Het argument dat een nieuwe ÖVP-FPÖ regering ‘slechter’ zou zijn geweest voor Oostenrijk dan deze coalitie, mist echter een cruciaal punt. Want het besluit van de Groenen om de harde rechtse, autoritaire politiek van de voormalige regering te accepteren als maatstaf voor hoe ‘goede politiek’ eruit ziet en mee te spelen met de logica van het ‘mindere kwaad’ draagt ertoe bij dat het publieke discours nog verder naar rechts verschuift.

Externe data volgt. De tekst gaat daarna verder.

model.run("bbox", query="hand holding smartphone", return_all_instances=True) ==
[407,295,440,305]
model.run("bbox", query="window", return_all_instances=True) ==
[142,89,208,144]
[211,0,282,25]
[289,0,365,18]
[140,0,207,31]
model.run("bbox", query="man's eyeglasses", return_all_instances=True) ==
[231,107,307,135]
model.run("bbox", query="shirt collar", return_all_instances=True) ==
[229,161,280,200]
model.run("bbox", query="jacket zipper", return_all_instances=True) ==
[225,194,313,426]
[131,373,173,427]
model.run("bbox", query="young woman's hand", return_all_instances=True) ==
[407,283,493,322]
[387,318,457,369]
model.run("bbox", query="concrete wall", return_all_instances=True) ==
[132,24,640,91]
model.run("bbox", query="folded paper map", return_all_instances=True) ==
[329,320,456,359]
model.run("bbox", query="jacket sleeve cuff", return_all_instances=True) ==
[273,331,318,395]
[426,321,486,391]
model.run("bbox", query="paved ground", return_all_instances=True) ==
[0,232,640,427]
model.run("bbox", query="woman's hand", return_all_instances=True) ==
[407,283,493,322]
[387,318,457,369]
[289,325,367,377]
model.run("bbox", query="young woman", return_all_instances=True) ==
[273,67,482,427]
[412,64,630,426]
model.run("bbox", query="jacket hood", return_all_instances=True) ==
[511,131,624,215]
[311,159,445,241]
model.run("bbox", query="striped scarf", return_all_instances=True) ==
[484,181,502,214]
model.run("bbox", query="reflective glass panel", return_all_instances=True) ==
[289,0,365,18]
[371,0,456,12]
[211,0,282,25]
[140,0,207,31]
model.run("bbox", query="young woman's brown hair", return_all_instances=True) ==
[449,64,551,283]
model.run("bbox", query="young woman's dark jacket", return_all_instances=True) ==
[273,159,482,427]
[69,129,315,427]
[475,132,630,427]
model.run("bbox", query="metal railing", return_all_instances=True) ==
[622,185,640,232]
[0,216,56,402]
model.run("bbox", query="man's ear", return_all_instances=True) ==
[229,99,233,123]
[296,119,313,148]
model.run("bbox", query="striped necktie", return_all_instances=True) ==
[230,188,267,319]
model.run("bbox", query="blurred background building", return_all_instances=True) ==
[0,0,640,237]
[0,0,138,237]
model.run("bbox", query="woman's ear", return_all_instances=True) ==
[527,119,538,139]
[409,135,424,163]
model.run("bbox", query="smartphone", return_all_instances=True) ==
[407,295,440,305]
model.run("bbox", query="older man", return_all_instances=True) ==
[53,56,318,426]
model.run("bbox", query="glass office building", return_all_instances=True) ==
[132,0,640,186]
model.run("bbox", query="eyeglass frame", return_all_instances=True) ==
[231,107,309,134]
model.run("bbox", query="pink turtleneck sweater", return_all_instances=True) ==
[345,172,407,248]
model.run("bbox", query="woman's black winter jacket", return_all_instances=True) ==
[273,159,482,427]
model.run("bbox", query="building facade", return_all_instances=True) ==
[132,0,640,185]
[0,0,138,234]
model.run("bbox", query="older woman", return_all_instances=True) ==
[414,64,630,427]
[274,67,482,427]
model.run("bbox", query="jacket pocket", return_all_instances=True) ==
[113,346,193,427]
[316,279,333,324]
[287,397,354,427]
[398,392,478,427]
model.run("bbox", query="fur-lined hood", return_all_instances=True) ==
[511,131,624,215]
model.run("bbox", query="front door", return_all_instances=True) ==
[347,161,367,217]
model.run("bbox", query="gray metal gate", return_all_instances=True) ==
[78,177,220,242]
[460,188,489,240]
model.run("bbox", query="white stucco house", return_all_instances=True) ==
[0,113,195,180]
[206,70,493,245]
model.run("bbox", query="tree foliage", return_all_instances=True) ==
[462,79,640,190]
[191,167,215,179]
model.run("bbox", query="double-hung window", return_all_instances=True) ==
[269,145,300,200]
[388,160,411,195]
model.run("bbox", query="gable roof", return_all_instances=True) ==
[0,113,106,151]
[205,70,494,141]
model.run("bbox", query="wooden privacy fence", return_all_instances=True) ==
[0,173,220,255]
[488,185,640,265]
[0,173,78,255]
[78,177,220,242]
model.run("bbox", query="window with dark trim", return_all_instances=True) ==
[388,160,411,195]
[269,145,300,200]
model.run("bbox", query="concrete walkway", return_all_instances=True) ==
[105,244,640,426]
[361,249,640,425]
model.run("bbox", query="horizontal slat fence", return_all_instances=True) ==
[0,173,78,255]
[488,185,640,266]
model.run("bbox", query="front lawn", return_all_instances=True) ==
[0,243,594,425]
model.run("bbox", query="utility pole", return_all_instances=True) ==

Het feit dat deze specifieke dynamiek zich na de aankondiging van de nieuwe coalitie zo snel heeft verspreid, getuigt van een ontgoochelende waarheid over de Oostenrijkse politiek: aangezien er geen relevante linkse kracht is die op overtuigende wijze de strijd aanbindt met de kapitalistische uitbuiting en onderdrukking, is de politiek gereduceerd tot een technocratische inspanning, gericht op het beheer van de status-quo. In het licht van de nieuwe regering is het nog duidelijker geworden dat er geen enkele kracht is die de strijd om de materiële omstandigheden van het leven van de mensen te verbeteren, organiseert.
Met zo’n afwezigheid van links zijn de eigen ambities van de Groenen ernstig beperkt. Het feit dat de noodzaak om een door Kurz geleide regering ‘draaglijker’ te maken het belangrijkste argument is geworden voor hun deelname aan de regering, toont aan hoe weinig de Groenen een werkelijke politieke visie hebben. Hoewel deze coalitie serieus genomen moet worden – als nieuwe politieke uiting van het neoliberale project – is er weinig reden om teleurgesteld te zijn in de Groenen.
Het is al lang duidelijk dat hun doel niet een fundamentele verandering van de samenleving is, maar dat ze meedoen met de gevestigde partijen. Voor links gaat het erom verder te gaan, een serieuze oppositie tegen de regering op te bouwen en op overtuigende wijze een politiek project op te zetten dat in staat is om de belangen van het kapitaal te bestrijden in de verdediging van de werkende mensen en onze planeet.
Dit artikel verscheen oorspronkelijk op Jacobin. Nederlandse vertaling: redactie Grenzeloos.